Phonics/Word recognition - Ability to apply word analysis skills - including phonics - to transfer words in print into the corresponding spoken words.
Fluency - Ability to accurately, with automaticity and prosody (expression).
So, now that we understand what the foundational skills mean, back to the question - What do we do to help students master them? The authors of this chapter focus mainly on helping students master the word recognition and fluency standards with their instructional suggestions.
1) Focus on word patterns - a) Teach students common rimes - consistent word patterns also known as word families. b) Teach students Latin and Greek word bases - including prefixes, suffixes, and root words. This helps students focus on morphemic pattern which are pieces of words imbued with their own meaning.

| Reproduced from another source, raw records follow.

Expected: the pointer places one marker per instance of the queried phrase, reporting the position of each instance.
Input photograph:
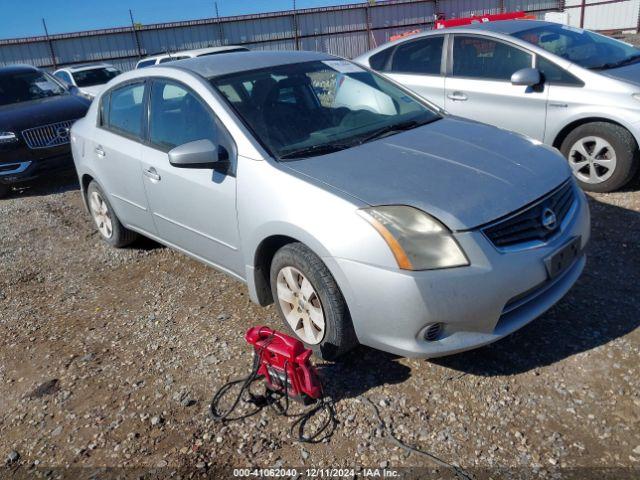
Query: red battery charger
(284, 363)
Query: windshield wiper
(626, 61)
(315, 150)
(396, 127)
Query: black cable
(272, 398)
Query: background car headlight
(8, 137)
(417, 240)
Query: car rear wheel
(603, 156)
(310, 303)
(105, 219)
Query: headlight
(8, 137)
(417, 240)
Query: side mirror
(198, 154)
(527, 77)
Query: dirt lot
(108, 358)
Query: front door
(193, 208)
(116, 149)
(478, 86)
(416, 64)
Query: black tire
(624, 145)
(120, 236)
(339, 336)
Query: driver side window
(178, 116)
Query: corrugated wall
(603, 15)
(347, 30)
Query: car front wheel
(105, 219)
(603, 156)
(310, 303)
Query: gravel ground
(108, 358)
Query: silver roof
(507, 27)
(218, 65)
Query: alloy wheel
(592, 159)
(101, 214)
(301, 305)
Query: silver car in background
(569, 88)
(382, 222)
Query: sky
(23, 18)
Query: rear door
(193, 208)
(116, 148)
(417, 64)
(478, 85)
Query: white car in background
(88, 79)
(201, 52)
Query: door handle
(152, 174)
(457, 96)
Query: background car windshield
(304, 107)
(95, 76)
(27, 86)
(587, 49)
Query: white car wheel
(300, 305)
(101, 215)
(592, 159)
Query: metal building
(346, 30)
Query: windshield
(26, 86)
(312, 108)
(95, 76)
(587, 49)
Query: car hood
(19, 116)
(628, 73)
(464, 173)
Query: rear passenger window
(178, 116)
(125, 111)
(483, 58)
(418, 56)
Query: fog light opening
(433, 332)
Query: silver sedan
(367, 214)
(569, 88)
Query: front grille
(47, 136)
(528, 225)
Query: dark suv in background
(36, 113)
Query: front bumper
(15, 172)
(498, 293)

2) Guided word building - Give students the chance to "build" predetermined words guided by the teacher. Two ways of going about this are presented. a) McCandliss, Beck, Sandak, and Perfetti (2003) have students start with a word and change, add, or subtract one letter at a time to create new words. This has also been called a "word ladder." b) Cunningham and Cunningham's Making Words approach has students use a limited number of words gradually increasing in difficulty and in the number of letters used. Finally all the letters are used to make one last word that students are to try to discover without the aid of the teacher.
1) Wide Reading - Reading multiple texts in succession to maximize one's reading ability. This has most often been seen in schools through silent reading either of trade or textbooks, guided by the teacher, or by independent silent reading. For those who criticize independent silent reading as having too little accountability another approach has been developed by Reutzel, Jones, Fawson, and Smith (2008) called "scaffolded" silent reading where the teacher takes a more active role in helping students choose books and adding a measure of accountability for students.
2) Deep Reading (Repeated reading) - Whereas wide reading has a student read many texts once, deep reading has students repeatedly read a text until it can be read with great accuracy, expression, and automaticity. While repeated reading is helpful in understanding more complex narrative text, it is especially helpful in reading informational text which introduces both concepts and vocabulary together. Suggestions for types of reading that are effectively used for deep reading include poetry, Reader's Theatre, famous speeches, short excerpts of texts with strong "voice." A more intensive version of deep reading called a "fluency development lesson" was developed by Rasinski, Padak, Linek, & Sturtevant (1994). This calls for students to master a 100-200 word passage during a twenty minute period of instruction. This lesson also includes word study, teacher modeling, and discussion.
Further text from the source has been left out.